Before therapy, I used to think the bullying I received as a child did not affect me as I entered adulthood. Sure, the insults, abuse, and mistreatment hurt, but I never reacted to them at the time because I didn’t want the bullies to know they were getting to me. It also happened so frequently that I thought it was just a part of normal living, so I tried my best to bury it beneath the surface.

However, with all the thoughts that constantly race through my mind telling me I’m not good enough, or my frequent desire to lash out at those who are too critical of me, however slight, I am reminded how close to the surface these feelings of inadequacy and failure are.

During those sessions, my therapist also touched on the concept of forgiveness and how I needed to let go to help with the healing process.

I was dumbfounded. Forgiveness for who? My tormentors?

But similar to how I couldn’t see the impact the bullying had on my self-worth and issues with intimacy, my therapist made me realize how much anger and resentment I had bottled up for my childhood abusers which soured my perception and made me angry at the world.

While I don’t consciously harbor any grudge or ill will toward my abusers, subconsciously, how can’t I?

How different would my life be if my bullies had targeted someone else? Or if their constant abuse and ridicule hadn’t caused me deep-seated emotional trauma. Or if had someone – anyone –to tell me they liked and appreciated me.

I will never completely get over my bullied past. In every crevice of my body, from the darkest corners to the brightest rooms, some remnant of that kid who felt unaccepted, misunderstood, inferior, and disliked remain.

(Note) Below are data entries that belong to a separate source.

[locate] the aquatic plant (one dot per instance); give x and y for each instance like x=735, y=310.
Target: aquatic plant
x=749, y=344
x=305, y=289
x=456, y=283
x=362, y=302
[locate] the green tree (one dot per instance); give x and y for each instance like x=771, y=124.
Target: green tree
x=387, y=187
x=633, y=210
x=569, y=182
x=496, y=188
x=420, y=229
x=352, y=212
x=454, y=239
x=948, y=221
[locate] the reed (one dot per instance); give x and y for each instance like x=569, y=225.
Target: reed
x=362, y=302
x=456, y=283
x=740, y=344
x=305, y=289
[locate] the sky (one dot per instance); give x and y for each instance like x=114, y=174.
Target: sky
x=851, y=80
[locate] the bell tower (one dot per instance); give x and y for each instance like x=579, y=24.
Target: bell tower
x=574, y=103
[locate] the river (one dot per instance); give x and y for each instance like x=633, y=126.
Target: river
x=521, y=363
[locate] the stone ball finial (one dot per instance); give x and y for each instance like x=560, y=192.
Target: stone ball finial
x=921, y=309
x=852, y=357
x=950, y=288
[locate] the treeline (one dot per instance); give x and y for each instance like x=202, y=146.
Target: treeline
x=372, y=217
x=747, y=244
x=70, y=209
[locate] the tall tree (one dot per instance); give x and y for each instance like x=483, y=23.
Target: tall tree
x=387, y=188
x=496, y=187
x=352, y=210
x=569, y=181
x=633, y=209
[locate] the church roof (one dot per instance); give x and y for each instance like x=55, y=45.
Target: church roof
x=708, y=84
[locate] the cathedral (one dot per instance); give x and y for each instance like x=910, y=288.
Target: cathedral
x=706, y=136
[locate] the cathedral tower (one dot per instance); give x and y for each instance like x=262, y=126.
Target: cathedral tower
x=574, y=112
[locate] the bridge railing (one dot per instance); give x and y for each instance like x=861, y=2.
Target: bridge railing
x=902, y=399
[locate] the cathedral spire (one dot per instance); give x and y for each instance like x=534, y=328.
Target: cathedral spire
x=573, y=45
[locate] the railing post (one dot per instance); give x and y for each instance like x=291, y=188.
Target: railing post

But what I can do – and what I am attempting – is forgiveness. Forgiveness not just for my childhood tormenters, which has been a challenge in itself, but most of all, for myself. I’ve obsessively gone over in my mind the misdeeds or mistakes I might have made as a child that led to me being a victim of bullying. I need to learn how to forgive myself and accept my perceived vulnerabilities and flaws before I can forgive others and break the hold my bullies have over me.

As a child, my bullies had the power, and as an adult, they do only if I allow it. The only way to regain the power and live the life I desire is to let go of the past by embracing the present, and this starts with forgiveness.